唐沢 自分のメルマガにも書いたんですが、もう美人とか美少女というのは価値がなくなってきているんですね。美人とか美少女というのは1つの型があるわけで、近づけば近づくほど個性が失われるんです。それに宮沢りえとか後藤久美子みたいに完璧な美少女というのは自分たちの手の届かない存在であり、金持ちとか有名人がかっさらっていくことが最初からわかっている。

今の若い男性が求めているのはAKB48のような手の届くレベルの存在なんですね。ブスではないけれども、それほどの美女でもない。 ライティングの関係とか角度によっては、ある瞬間だけ美少女になるというのがいいらしいんですよ。その一瞬を求めていくと、落差があった方がいいから、普段は逆に美人じゃない方がいいということにもなる。

 中国人の、どうということもない田舎くさい女性をAV女優にしたてあげる、というひどいビデオを見せられたことがあるんだけど、ヘアメイクとライティングで、一瞬だけ、あっという美少女になるんですよ。
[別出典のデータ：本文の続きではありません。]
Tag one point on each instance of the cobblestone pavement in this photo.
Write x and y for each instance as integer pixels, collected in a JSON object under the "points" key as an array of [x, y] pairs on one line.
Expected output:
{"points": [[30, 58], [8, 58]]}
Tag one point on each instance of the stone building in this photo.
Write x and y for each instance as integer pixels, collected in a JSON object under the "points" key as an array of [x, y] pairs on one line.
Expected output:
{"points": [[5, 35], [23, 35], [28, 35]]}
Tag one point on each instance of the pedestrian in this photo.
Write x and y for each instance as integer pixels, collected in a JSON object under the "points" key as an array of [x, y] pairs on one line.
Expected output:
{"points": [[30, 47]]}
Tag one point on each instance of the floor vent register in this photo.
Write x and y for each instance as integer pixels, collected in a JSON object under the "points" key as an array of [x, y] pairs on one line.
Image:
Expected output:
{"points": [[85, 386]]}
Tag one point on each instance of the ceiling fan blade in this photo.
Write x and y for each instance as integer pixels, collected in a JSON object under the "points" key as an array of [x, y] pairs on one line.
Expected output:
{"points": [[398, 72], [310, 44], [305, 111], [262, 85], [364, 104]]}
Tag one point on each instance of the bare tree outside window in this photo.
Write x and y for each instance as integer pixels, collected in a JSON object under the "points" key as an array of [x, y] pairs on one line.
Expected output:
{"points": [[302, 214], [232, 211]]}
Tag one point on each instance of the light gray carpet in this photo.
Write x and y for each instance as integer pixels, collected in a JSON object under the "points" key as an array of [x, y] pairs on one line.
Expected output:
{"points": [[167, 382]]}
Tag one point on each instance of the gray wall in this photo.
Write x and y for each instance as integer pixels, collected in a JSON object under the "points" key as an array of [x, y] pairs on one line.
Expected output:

いや、あれは本当に見ててあっ、と声をあげた。惚れてまうやろレベル。

取材した老プレイボーイたちが異口同音に言っていたのが、その、メタモルフォシスの魅力なんです。昭和の名人と言われた六代目三遊亭圓生がそうだったらしいですね。一瞬のドッキリの依存症になって、“なんでこんなのと”という女とばかりつきあっていた。

 まさに「美人は3日で飽きる。ブスは3日で慣れる」。慣れたあたりで新しい、いい表情に出会うと、期待値が低かっただけに“どん”とくる。ブス専というのはブスが好きなんじゃなくて、どんな不細工な女性の中にも笑い方であったり、しゃべり方であったり、一瞬輝く瞬間を見つけることのできる、その観察力の鋭い男性を言うんだと思う。

 逆に、美人が好きな男というのはナルシストが多いんですよ。『自分とバランスがとれるのは美人じゃなきゃ』と思っている。自分の横にいる資格を持つのは美人だけだと思っているんですね。だからこういう人とつきあうと文句が多い。化粧やファッションに常にダメ出しされる。美人は大変ですよ。

――デブ女の魅力って、「デブ女にメチャメチャにされたい」という破滅願望を抱かせるということもあるんでしょうか。

唐沢 あるでしょうね。あとは誰かに支配してほしいという従属願望もある。 誰かに支配されることで、自分がいちいち責任を持って選択しなければいけない重圧から解放されるのも大きい。「あんたは何も考えなくていい。私の言う通りに動いていればいいんだから」って言われることが快感になる。ヒトラーが大衆に支持されたのは、人間のこういう願望に応えたからです。

 “自分で判断しなくていい”というのはとにかく楽なんですよ。自分で判断した結果として、いまのひどい状況があるというのは、全部自分のせいになっちゃいますから、キツいんです。

 それよりは誰かに命令されたからいまの状況があると思いたいんですね。それによって責任を回避したいんです。ジャイアンが命令したんだから、僕は悪くない、というのび太状態。

 貧乏だったり社内での地位が低かったり、いまよくない状況にいる人は、自分の責任じゃない、他の人のせいなんだと思いたいんでしょうね。